Guest blog post by Ida Thompson, director of national network and program affairs at Spartanburg Academic Movement.
2012 in Spartanburg, S.C.:
Too many children were entering kindergarten not ready to learn.
Access to developmental screening for young children was non-existent.
Only a few educators and advocates kept early childhood issues front and center.
The Children’s Service Alliance, a nonprofit focusing on children aged 0-5, sponsored a new program to provide access to developmental screening for all children under the age of 5. The goal was to identify children with developmental delays to connect them to early intervention services. A pilot group of over 30 organizations received training, and in the program’s first three years, more than 2,500 children were screened.
Sounds like success…but it wasn’t. Why? The goal wasn’t volume — the goal was connecting children to needed early intervention services. Because of privacy laws and lack of parent feedback, the program leaders were unable to determine effectiveness.

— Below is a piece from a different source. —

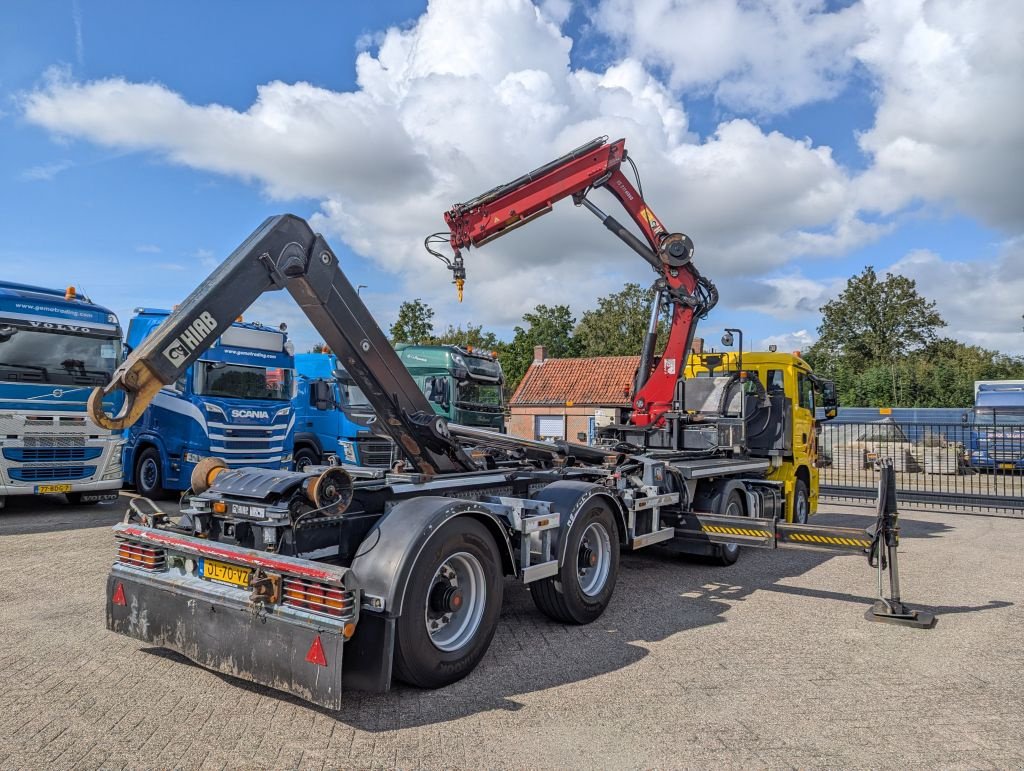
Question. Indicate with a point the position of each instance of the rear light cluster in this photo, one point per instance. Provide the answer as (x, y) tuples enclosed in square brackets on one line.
[(145, 557), (317, 598)]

With this story in mind, the Spartanburg Academic Movement team took an opportunity beginning last year to focus on effectiveness. Through the Prenatal to Age 3 Impact and Improvement Network, Spartanburg County and five other communities from across the country got connected to develop quality continuous improvement practices. Supported by StriveTogether and the National Institute for Children’s Health Quality (NICH-Q), we’re deepening our work to get better results for families and children ages 0 to 3. As a result of this support and with the diligent work of the Spartanburg team, things are turning around.
Here are three insights we’ve gained so far to help our work progress:
- Break the work into parts, or “start small.” To begin our process, we worked with three child care centers to develop the process they would use to move from small-scale screening to 100 percent completion. Three is now six, and six will soon be 12. Starting small has become a natural way for us to begin developing ideas, allowing us to build on successes to expand them across the community.

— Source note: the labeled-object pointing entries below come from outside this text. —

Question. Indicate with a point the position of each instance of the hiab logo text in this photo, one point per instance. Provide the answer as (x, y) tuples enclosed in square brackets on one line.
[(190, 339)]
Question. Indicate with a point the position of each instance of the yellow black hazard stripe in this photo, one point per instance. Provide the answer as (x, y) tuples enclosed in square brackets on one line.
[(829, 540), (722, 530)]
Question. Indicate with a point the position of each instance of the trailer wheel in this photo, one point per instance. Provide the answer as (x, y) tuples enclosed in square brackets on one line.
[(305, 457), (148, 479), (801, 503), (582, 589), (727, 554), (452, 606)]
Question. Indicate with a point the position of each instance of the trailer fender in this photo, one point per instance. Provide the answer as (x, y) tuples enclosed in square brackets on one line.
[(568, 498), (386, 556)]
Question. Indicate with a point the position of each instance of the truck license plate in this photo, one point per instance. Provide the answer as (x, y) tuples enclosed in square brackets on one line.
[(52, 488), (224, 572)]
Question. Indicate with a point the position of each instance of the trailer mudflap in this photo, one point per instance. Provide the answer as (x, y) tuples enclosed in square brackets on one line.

- Allow partners to determine their own protocol. We began to truly understand the unique challenges our pilot child care centers faced and how — just maybe — our prescriptive process had been counterproductive. We learned that our job is to support each center to develop its own process based on its unique culture. For example, one center that needed support decided to make regular screenings a requirement for enrollment. Now, we catch ourselves collectively and individually letting go of control in many other areas of our work. Enabling partners to create processes based on the cultures of their organizations is vital to success, no matter what the end goal.
- Build a sense of community. The Spartanburg team came from very different organizations — a university, a national organization, a foundation and a StriveTogether Cradle to Career Network member — all gathered around a common goal. As we moved through the steps of the continuous improvement process, bonds between the members strengthened. In turn, each organization was strengthened. This sense of community has grown through the intensive concentration on our end goal, a focus that developed during the learning sessions provided away from home. We were able to share this strong sense of community with leaders from the screening organizations. They are emerging as mentors, supporting their peers as the project is expanded across the community. In addition, the team has extended this sense of community to the greater community we interact with every day. We are often called upon to work on early childhood issues, and we use the strengths we have gained to work toward better outcomes for every child in Spartanburg County!
Guest blog post by Ida Thompson, director of national network and program affairs at Spartanburg Academic Movement. Spartanburg Academic Movement is one of six Cradle to Career Network members participating in the StriveTogether Prenatal to Age 3 Impact and Improvement Network, done in partnership with the National Institute for Children’s Health Quality.